Water Absorption and Stability Test on Thermally Modified Wood
I received some samples of thermally modified wood and proceeded to test them for water absorption as I had been told that properly dried thermally modified wood will not allow active water to remain in the wood like other non-thermally modified wood products which in theory should make the thermally modified wood more stable and durable.
I took my moisture meter and got a reading of the moisture content of each piece of wood prior to the water absorption test. The moisture content reading of each piece of wood was 3% and 3.1% respectively.
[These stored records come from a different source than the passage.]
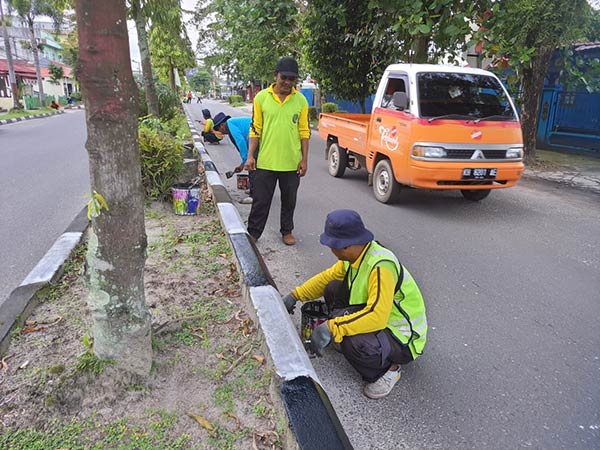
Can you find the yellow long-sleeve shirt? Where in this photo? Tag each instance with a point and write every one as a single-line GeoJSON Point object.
{"type": "Point", "coordinates": [373, 317]}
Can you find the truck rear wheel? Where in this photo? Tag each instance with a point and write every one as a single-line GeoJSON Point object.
{"type": "Point", "coordinates": [385, 186]}
{"type": "Point", "coordinates": [337, 160]}
{"type": "Point", "coordinates": [475, 196]}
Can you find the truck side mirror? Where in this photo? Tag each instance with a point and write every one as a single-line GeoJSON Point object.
{"type": "Point", "coordinates": [400, 100]}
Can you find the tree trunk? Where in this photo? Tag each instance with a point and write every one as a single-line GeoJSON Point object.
{"type": "Point", "coordinates": [117, 247]}
{"type": "Point", "coordinates": [36, 61]}
{"type": "Point", "coordinates": [149, 88]}
{"type": "Point", "coordinates": [533, 86]}
{"type": "Point", "coordinates": [14, 89]}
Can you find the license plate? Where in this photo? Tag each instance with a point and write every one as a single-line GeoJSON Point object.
{"type": "Point", "coordinates": [479, 174]}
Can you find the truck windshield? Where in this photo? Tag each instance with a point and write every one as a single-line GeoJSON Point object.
{"type": "Point", "coordinates": [463, 96]}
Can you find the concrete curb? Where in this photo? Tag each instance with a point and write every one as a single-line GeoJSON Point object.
{"type": "Point", "coordinates": [21, 301]}
{"type": "Point", "coordinates": [34, 116]}
{"type": "Point", "coordinates": [311, 415]}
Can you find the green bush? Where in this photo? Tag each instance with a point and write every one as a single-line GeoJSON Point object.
{"type": "Point", "coordinates": [161, 156]}
{"type": "Point", "coordinates": [168, 101]}
{"type": "Point", "coordinates": [235, 99]}
{"type": "Point", "coordinates": [329, 107]}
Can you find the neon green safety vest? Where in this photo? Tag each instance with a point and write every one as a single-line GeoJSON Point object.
{"type": "Point", "coordinates": [407, 320]}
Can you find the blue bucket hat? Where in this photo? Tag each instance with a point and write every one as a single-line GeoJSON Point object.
{"type": "Point", "coordinates": [220, 118]}
{"type": "Point", "coordinates": [343, 228]}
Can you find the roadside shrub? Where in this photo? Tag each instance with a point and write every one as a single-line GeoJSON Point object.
{"type": "Point", "coordinates": [168, 101]}
{"type": "Point", "coordinates": [161, 156]}
{"type": "Point", "coordinates": [235, 99]}
{"type": "Point", "coordinates": [329, 107]}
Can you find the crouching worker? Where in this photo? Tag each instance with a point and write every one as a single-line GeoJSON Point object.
{"type": "Point", "coordinates": [376, 311]}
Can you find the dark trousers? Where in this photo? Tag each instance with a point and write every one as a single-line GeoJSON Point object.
{"type": "Point", "coordinates": [371, 354]}
{"type": "Point", "coordinates": [263, 188]}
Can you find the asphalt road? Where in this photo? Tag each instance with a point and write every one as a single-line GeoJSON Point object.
{"type": "Point", "coordinates": [513, 298]}
{"type": "Point", "coordinates": [44, 177]}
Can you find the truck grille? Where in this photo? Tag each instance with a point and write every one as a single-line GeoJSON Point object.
{"type": "Point", "coordinates": [468, 154]}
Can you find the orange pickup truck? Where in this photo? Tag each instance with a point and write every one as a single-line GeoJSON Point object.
{"type": "Point", "coordinates": [431, 127]}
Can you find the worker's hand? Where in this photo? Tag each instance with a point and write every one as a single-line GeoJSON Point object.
{"type": "Point", "coordinates": [320, 338]}
{"type": "Point", "coordinates": [250, 164]}
{"type": "Point", "coordinates": [290, 303]}
{"type": "Point", "coordinates": [302, 168]}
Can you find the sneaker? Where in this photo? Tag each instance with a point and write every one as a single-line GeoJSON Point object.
{"type": "Point", "coordinates": [288, 239]}
{"type": "Point", "coordinates": [384, 385]}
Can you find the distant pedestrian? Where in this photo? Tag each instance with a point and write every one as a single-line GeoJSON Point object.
{"type": "Point", "coordinates": [209, 133]}
{"type": "Point", "coordinates": [280, 125]}
{"type": "Point", "coordinates": [238, 130]}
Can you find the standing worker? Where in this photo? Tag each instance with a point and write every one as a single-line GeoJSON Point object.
{"type": "Point", "coordinates": [209, 133]}
{"type": "Point", "coordinates": [238, 130]}
{"type": "Point", "coordinates": [376, 311]}
{"type": "Point", "coordinates": [280, 125]}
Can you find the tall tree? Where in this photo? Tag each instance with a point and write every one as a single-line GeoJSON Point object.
{"type": "Point", "coordinates": [343, 51]}
{"type": "Point", "coordinates": [170, 46]}
{"type": "Point", "coordinates": [28, 10]}
{"type": "Point", "coordinates": [139, 10]}
{"type": "Point", "coordinates": [117, 247]}
{"type": "Point", "coordinates": [430, 30]}
{"type": "Point", "coordinates": [250, 36]}
{"type": "Point", "coordinates": [525, 33]}
{"type": "Point", "coordinates": [14, 89]}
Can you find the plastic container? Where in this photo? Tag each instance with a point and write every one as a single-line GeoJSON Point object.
{"type": "Point", "coordinates": [243, 181]}
{"type": "Point", "coordinates": [313, 315]}
{"type": "Point", "coordinates": [186, 199]}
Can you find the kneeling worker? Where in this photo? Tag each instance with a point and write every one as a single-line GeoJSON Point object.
{"type": "Point", "coordinates": [376, 311]}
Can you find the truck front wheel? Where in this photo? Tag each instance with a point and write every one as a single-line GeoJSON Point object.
{"type": "Point", "coordinates": [385, 186]}
{"type": "Point", "coordinates": [475, 196]}
{"type": "Point", "coordinates": [337, 160]}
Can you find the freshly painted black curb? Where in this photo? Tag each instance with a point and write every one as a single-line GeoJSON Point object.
{"type": "Point", "coordinates": [312, 417]}
{"type": "Point", "coordinates": [254, 269]}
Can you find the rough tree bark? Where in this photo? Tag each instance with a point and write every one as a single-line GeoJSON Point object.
{"type": "Point", "coordinates": [149, 88]}
{"type": "Point", "coordinates": [117, 248]}
{"type": "Point", "coordinates": [14, 89]}
{"type": "Point", "coordinates": [533, 86]}
{"type": "Point", "coordinates": [36, 61]}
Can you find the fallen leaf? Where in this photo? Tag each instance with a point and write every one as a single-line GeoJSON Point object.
{"type": "Point", "coordinates": [209, 427]}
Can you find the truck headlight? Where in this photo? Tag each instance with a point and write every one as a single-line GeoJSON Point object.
{"type": "Point", "coordinates": [514, 153]}
{"type": "Point", "coordinates": [423, 151]}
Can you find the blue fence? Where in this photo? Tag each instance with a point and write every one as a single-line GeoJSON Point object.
{"type": "Point", "coordinates": [569, 121]}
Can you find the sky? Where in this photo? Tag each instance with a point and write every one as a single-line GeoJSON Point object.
{"type": "Point", "coordinates": [192, 31]}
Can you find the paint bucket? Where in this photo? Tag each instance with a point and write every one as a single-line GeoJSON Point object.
{"type": "Point", "coordinates": [186, 199]}
{"type": "Point", "coordinates": [313, 315]}
{"type": "Point", "coordinates": [243, 181]}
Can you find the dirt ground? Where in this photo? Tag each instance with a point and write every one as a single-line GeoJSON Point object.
{"type": "Point", "coordinates": [209, 387]}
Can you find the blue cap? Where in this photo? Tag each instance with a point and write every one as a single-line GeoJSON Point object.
{"type": "Point", "coordinates": [343, 228]}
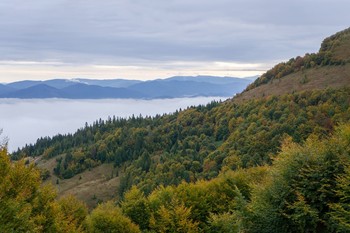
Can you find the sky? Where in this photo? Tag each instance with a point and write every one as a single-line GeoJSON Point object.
{"type": "Point", "coordinates": [148, 39]}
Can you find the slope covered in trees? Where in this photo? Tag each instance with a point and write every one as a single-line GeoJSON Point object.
{"type": "Point", "coordinates": [279, 163]}
{"type": "Point", "coordinates": [330, 67]}
{"type": "Point", "coordinates": [306, 189]}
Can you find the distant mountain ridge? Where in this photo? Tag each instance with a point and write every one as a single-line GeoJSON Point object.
{"type": "Point", "coordinates": [173, 87]}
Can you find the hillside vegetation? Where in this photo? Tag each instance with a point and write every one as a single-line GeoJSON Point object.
{"type": "Point", "coordinates": [275, 163]}
{"type": "Point", "coordinates": [330, 67]}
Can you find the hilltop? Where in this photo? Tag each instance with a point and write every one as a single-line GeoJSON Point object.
{"type": "Point", "coordinates": [173, 87]}
{"type": "Point", "coordinates": [259, 162]}
{"type": "Point", "coordinates": [329, 68]}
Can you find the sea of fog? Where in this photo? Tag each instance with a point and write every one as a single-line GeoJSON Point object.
{"type": "Point", "coordinates": [24, 121]}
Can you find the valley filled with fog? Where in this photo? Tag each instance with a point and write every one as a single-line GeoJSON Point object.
{"type": "Point", "coordinates": [24, 121]}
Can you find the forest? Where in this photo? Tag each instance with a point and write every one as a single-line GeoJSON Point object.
{"type": "Point", "coordinates": [305, 189]}
{"type": "Point", "coordinates": [273, 164]}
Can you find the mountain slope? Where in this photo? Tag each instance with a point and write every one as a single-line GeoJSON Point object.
{"type": "Point", "coordinates": [36, 91]}
{"type": "Point", "coordinates": [328, 68]}
{"type": "Point", "coordinates": [83, 91]}
{"type": "Point", "coordinates": [200, 142]}
{"type": "Point", "coordinates": [175, 87]}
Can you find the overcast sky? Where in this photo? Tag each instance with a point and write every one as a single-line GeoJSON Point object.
{"type": "Point", "coordinates": [145, 39]}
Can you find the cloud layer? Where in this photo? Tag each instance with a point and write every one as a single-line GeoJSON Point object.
{"type": "Point", "coordinates": [159, 33]}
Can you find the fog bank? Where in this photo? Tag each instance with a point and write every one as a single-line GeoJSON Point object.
{"type": "Point", "coordinates": [24, 121]}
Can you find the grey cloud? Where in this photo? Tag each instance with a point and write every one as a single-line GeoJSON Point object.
{"type": "Point", "coordinates": [156, 30]}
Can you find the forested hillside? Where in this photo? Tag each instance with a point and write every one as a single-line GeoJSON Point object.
{"type": "Point", "coordinates": [330, 67]}
{"type": "Point", "coordinates": [259, 162]}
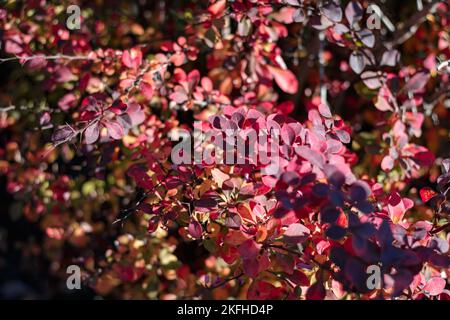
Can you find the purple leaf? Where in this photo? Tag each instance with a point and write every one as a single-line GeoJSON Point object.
{"type": "Point", "coordinates": [390, 58]}
{"type": "Point", "coordinates": [336, 232]}
{"type": "Point", "coordinates": [62, 134]}
{"type": "Point", "coordinates": [296, 232]}
{"type": "Point", "coordinates": [417, 82]}
{"type": "Point", "coordinates": [91, 133]}
{"type": "Point", "coordinates": [353, 12]}
{"type": "Point", "coordinates": [115, 129]}
{"type": "Point", "coordinates": [366, 36]}
{"type": "Point", "coordinates": [195, 229]}
{"type": "Point", "coordinates": [332, 11]}
{"type": "Point", "coordinates": [371, 79]}
{"type": "Point", "coordinates": [359, 191]}
{"type": "Point", "coordinates": [357, 62]}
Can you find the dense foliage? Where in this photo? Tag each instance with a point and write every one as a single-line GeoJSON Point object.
{"type": "Point", "coordinates": [357, 115]}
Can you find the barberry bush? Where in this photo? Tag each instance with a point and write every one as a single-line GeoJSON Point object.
{"type": "Point", "coordinates": [99, 100]}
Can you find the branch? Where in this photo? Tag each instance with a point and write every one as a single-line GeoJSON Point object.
{"type": "Point", "coordinates": [53, 57]}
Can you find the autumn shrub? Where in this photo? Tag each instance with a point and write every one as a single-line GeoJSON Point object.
{"type": "Point", "coordinates": [99, 126]}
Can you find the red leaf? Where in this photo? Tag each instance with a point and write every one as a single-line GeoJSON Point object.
{"type": "Point", "coordinates": [217, 7]}
{"type": "Point", "coordinates": [91, 133]}
{"type": "Point", "coordinates": [426, 194]}
{"type": "Point", "coordinates": [285, 79]}
{"type": "Point", "coordinates": [195, 229]}
{"type": "Point", "coordinates": [435, 286]}
{"type": "Point", "coordinates": [417, 82]}
{"type": "Point", "coordinates": [287, 134]}
{"type": "Point", "coordinates": [297, 232]}
{"type": "Point", "coordinates": [115, 129]}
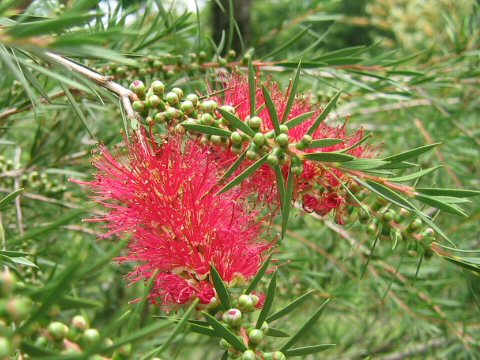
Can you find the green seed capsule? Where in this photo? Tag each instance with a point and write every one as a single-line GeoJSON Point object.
{"type": "Point", "coordinates": [282, 139]}
{"type": "Point", "coordinates": [172, 98]}
{"type": "Point", "coordinates": [259, 139]}
{"type": "Point", "coordinates": [158, 87]}
{"type": "Point", "coordinates": [255, 122]}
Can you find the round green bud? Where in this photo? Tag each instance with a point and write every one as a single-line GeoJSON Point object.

I sealed the ends of the samples with a wax coating that does not allow water in or out once sealed which means the absorption had to take place through the surface of the wood. I placed the two pieces of wood in a pail of water for 24 hrs and submerged them using a bottle of my favorite Rum.
After the 24 hour period was up I removed the samples from the pail of water and let them air dry for another 24 hrs before I took a moisture readings of each of the two samples. The moisture content reading of each piece of wood were 3.3% and 2.9%.
I then inspected both pieces of wood for any cupping. I put the two pieces of wood back to back to check for cupping looking for any light coming through which would indicate the pieces were not laying tight to one another. I did not see any light indicating no cupping had occurred.
I then measured for variations in the width and length of the pieces of wood. I put each piece of wood tight to one another side by side and then measured over the total width of the two pieces. I measured both the height and the width. Prior to the absorption test the total width was 11″and the height was 6″. I had cut the samples exactly 6″ for length so they would fit in my pail of water. I did not cut along the width of the pieces as each piece measured 5.5″ and I had placed them on top of one another in the pail of water. After the 24 hr drying period I measured using the same method and the width was 1/64 or .015625 greater over a prior 11″ measurement and the height was 1/32 or .03125 smaller over a prior 6″ measurement.
Based on my test findings I believe that the thermally modified wood has performed exceptionally well for stability and I was glad to see that the moisture readings were within the same range prior to and after the water absorption test which tells me that the molecular structure of the wood cells have been changed to not allow the wood to keep free moisture within the piece’s of wood. The restriction of moisture that can remain within the wood allows the wood to be stable and more durable than other non thermally modified woods.
I performed my test on thermally modified ash wood which is a popular species of wood used in the thermally modified wood business. The samples were courtesy of CFP Cladding & Decking.